2.5.07
rascacielos a mis olas
Si nunca escribí un post entero y únicamente dedicado a mi madre, no fue por falta de material. Mi madre nació el primero de mayo. Ahora está dormida y no voy a despertarla para averiguar la hora exacta, pero yo diría que nació en la madrugada. Tendría sentido. Según yo, su personalidad podríamos dividirla entre el día del niño y el día del trabajo. Claro que ella es más organizada. Su historial de investigadora del INAH y el SNI, diplomada como detective privado y devoradora de novelas de misterio le ha agudizado la capacidad pa elaborar teorías y escalonar etiquetas. Así, su personalidad misma se ha visto downed to three: Fifí, Selene y el Duende. Cada una merecería un blog. Pero, si nunca he escrito un post entero y únicamente dedicado a mi madre es porque, aún en esos raros días en los que me creo la muy chicha, no sueño ni de lejos con haber reunido enough misfits and mishaps, como pa que mi plumita alcance a decir a alguien tan complejo y simple. Tan cerca y lejos. Tan tantas. Mi madre es una de esas personas que, de tan personas, se han vuelto personajes.

Hace cuatro días llegamos al mar y le anuncié que, con ayuda de Cesar, le tenía una sorpresa para el lunes. Le dije que se trataba de aire y saltos. Que tendría que llevar un sueter. Que no se espantara. Levantó muchas veces la vista de su libro para aclarar las cosas: Laia Jufresa, ¿estás consciente de que tengo un soplo?

La sorpresa era mamífera y nació con pelo. Dos delfines nariz de botella en una alberca, todo para ella. Claro que habíamos más allí adentro. Pero no. Lo que yo vi fue a mi madre, en trinidad y completa (Fifí enloqueciendo, el Duende ríendo, Selene lagrimeando), abrazar a ese delfín y llenársele los ojos y el pecho de candor. Eso del candor seguramente viene de Clarín. (Hemos estado leyéndonos Clarín -Doña Berta, $16 pesos en el Gigante- después de las cenas: more about that later.) Selene es antropóloga social. Pero la impronta que le deja un pasaje leído en voz alta, un cactus floreando o un animal, por suerte, no se le ha mermado ni un poco por la deformación académica.

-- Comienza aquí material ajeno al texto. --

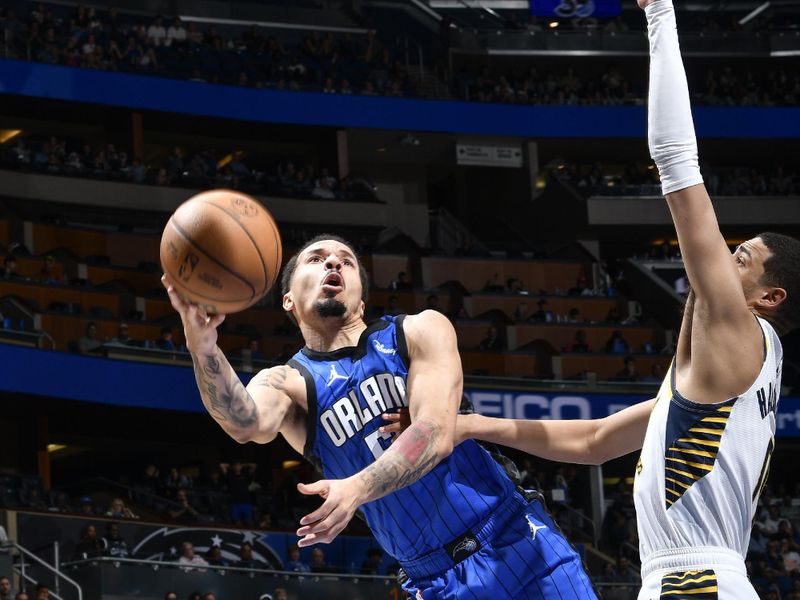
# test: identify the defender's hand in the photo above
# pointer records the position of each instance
(199, 329)
(328, 521)
(396, 423)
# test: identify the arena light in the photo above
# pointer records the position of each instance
(8, 134)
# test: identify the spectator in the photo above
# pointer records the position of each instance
(176, 34)
(122, 338)
(9, 270)
(190, 561)
(156, 34)
(214, 557)
(318, 564)
(254, 345)
(580, 288)
(294, 563)
(165, 341)
(150, 479)
(86, 506)
(491, 341)
(574, 316)
(770, 520)
(175, 481)
(656, 374)
(89, 546)
(6, 593)
(118, 510)
(240, 480)
(628, 371)
(616, 344)
(400, 283)
(371, 565)
(113, 543)
(184, 512)
(543, 315)
(579, 344)
(50, 271)
(89, 341)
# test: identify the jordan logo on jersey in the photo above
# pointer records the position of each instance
(334, 376)
(534, 527)
(346, 417)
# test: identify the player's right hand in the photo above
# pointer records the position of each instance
(199, 329)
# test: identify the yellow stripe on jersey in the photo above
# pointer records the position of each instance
(706, 590)
(704, 453)
(686, 582)
(690, 463)
(699, 441)
(704, 430)
(684, 473)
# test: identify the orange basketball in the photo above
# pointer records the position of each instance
(222, 251)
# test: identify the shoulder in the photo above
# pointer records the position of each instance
(282, 378)
(427, 327)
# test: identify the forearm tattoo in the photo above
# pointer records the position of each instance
(224, 395)
(406, 461)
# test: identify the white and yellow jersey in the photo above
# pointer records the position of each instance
(702, 467)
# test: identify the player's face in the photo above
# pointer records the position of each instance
(750, 257)
(326, 282)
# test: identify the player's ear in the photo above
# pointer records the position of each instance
(287, 302)
(772, 297)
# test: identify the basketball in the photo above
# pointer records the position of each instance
(221, 250)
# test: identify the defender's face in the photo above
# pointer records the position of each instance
(750, 257)
(326, 273)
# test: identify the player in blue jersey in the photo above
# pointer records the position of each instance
(452, 517)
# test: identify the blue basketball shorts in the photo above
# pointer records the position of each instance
(518, 552)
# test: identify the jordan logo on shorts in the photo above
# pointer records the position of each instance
(534, 527)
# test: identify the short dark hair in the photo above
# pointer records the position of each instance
(291, 265)
(782, 269)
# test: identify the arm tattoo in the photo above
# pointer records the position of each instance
(406, 461)
(224, 395)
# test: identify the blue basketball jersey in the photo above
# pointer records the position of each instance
(348, 390)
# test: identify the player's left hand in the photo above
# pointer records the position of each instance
(328, 521)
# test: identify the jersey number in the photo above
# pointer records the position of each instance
(374, 444)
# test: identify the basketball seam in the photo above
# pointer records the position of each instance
(258, 250)
(183, 234)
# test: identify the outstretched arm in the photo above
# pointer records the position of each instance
(709, 265)
(255, 413)
(580, 441)
(434, 387)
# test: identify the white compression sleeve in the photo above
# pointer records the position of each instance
(670, 131)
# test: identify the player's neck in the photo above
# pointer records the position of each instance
(329, 334)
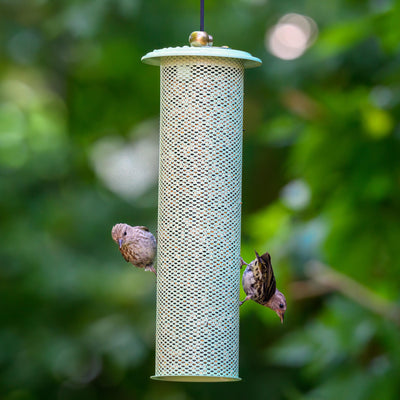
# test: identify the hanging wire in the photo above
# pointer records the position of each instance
(202, 15)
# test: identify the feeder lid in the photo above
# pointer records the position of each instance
(154, 57)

Mi madre es una admiradora: le gusta caminar los días. Se detiene en lo pequeño, lo respira, lo enaltece. Reímos la misma risa y la gente no para de confundirnos al teléfono, pero lo que realmente quisiera copiarle a la larga, es su capacidad de disfrute, su sincera sorpresa, su amor grande por los pequeños tropezones y diminutos aciertos que ofrece, a veces, el mundo. Ésos que yo tantas veces no atrapo, ésos que no atrapados no hacen ruido y, por ende, no existen. Mi madre es una partera de sutilezas.
*

Dicen que ésta es una de las tres bahías más grandes del mundo. Yo qué sé si es cierto. Lo cierto es que desde este lado se ven unos fuegos pirotécnicos diario a las 10 pm, y se oyen a las 10:01. También es cierto que, junto con el sonido, la bahía nos retarda las ansias. Y se respira una sólida tranquilidad en el balcón 5to piso que nos ha prestado Mon. (Gracias gracias, Mon). Es la segunda vez que mi computadora y yo nos sentamos aquí. La vez pasada hubo una muerte y un tesoro. Esta vez hay una serenidad pasmosa.

"Por aquí no se va a ninguna parte; éste es el finibusterre del mundo", dice doña Berta, que tiene caprichosas nociones geográficas; un mapa-mundi homérico, por lo soñado; y piensa que la tierra acaba en punta, y que la punta es...


un balcón en Vallarta.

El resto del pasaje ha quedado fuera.